Was ist das für eine Frage? Eine Fangfrage? Wenn sie korrekt antworten würde, würde nichts passieren? Die Stimme klang schrecklich ruhig. Sie musste an die Bücher denken, die sie sonst so gerne las. Waren die Verrückten darin nicht auch immer alle sehr ruhig? Versuchten eine Beziehung zum Opfer aufzubauen. Kam einer von ihnen je frei? Nein! Sie war sowieso schon tot! Egal was sie tun würde, sie war tot. Krampfhaft überlegte sie, wie die Überlebenden aus den Büchern frei gekommen waren. Entmutigt ließ sie die Schultern hängen. Meistens kam in aller letzter Sekunde der FBI Agent zur Hilfe. Wieder kreisten ihre Gedanken um die Zeit vorher. Was war passiert? Wie konnte sie hierher gelangen? Doch da erklang die Stimme wieder. Wütend! Der Schatten bewegte sich auf sie zu.

„Antworte!“

Schweiß bildete sich unter ihren Achseln, doch sie entschied sich, ihm zu antworten, denn tot war sie ohnehin schon. „J-j-a.“ Ihre eigene Stimme zu hören, schürte die Angst noch mehr, denn sie klang zitternd und viel zu leise. Das Atmen konnte sie kaum noch kontrollieren, geschweige denn, die Luft, die durch ihre Lippen strömte, um die Worte hinauszutragen. Nun kam der Schatten näher, so nah, dass sie sein Gesicht erkennen müsste. Doch er trug eine Skimaske und so konnte sie nur seine dunklen Augen erkennen, die sie voller Hass musterten. Warum? Was hatte sie ihm getan? Kannte sie ihn? Waren sie sich schon begegnet? „Gut.“ Einfach nur gut?

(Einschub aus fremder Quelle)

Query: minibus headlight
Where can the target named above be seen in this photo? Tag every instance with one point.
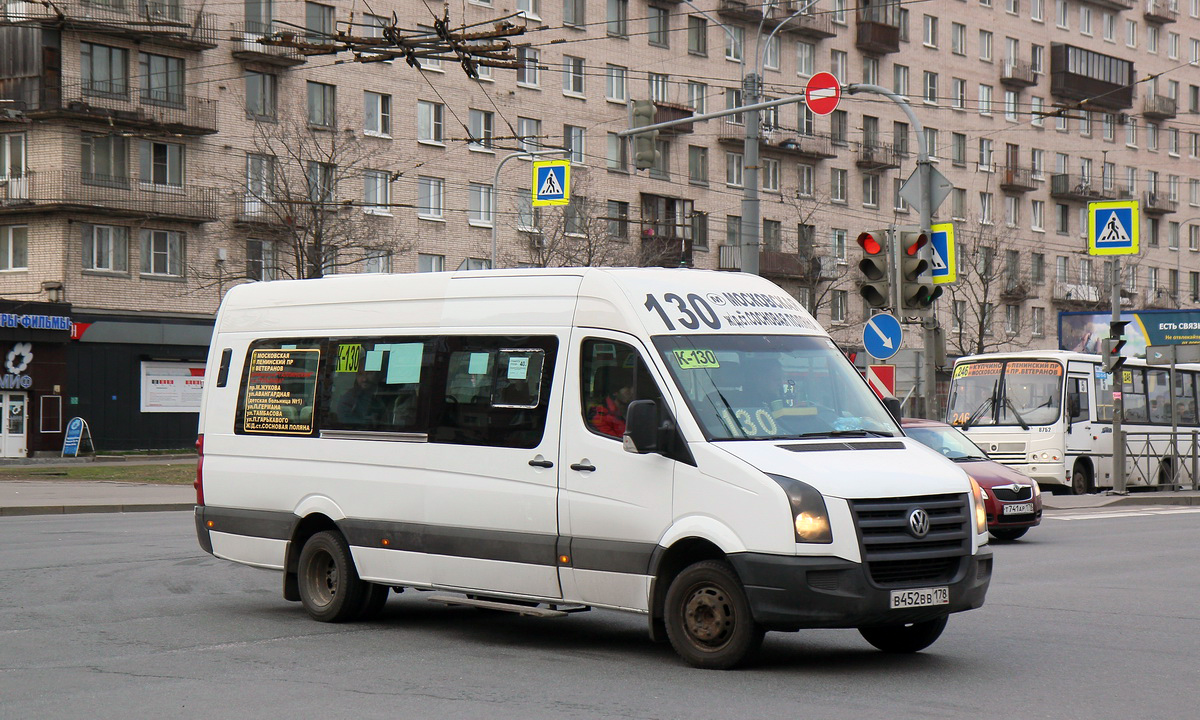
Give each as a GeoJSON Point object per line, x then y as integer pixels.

Was war daran gut? Wieder bewegte sich der Schatten, doch er geriet außerhalb ihres Sichtfelds. Sie lauschte, was er nun vorhatte. Die Tür öffnete sich wieder, ein schleifendes Geräusch, als würde er etwas in das Zimmer schieben. Ein Ohrenbetäubender Lärm drang zu ihr. Fauchen, Kreischen, klägliches Wimmern von Katzen. Es mussten mindestens ein Dutzend sein. Weiterhin versuchte sie, sich zu befreien, aber er musste sie mit Kabelbinder hinter ihrem Rücken gefesselt haben. Der Druck auf ihre Handgelenke stieg, je mehr sie versuchte, sich zu befreien. Der Geruch von Ammoniak erreichte ihre Nase. Die Katzen waren ebenso panisch wie sie selbst.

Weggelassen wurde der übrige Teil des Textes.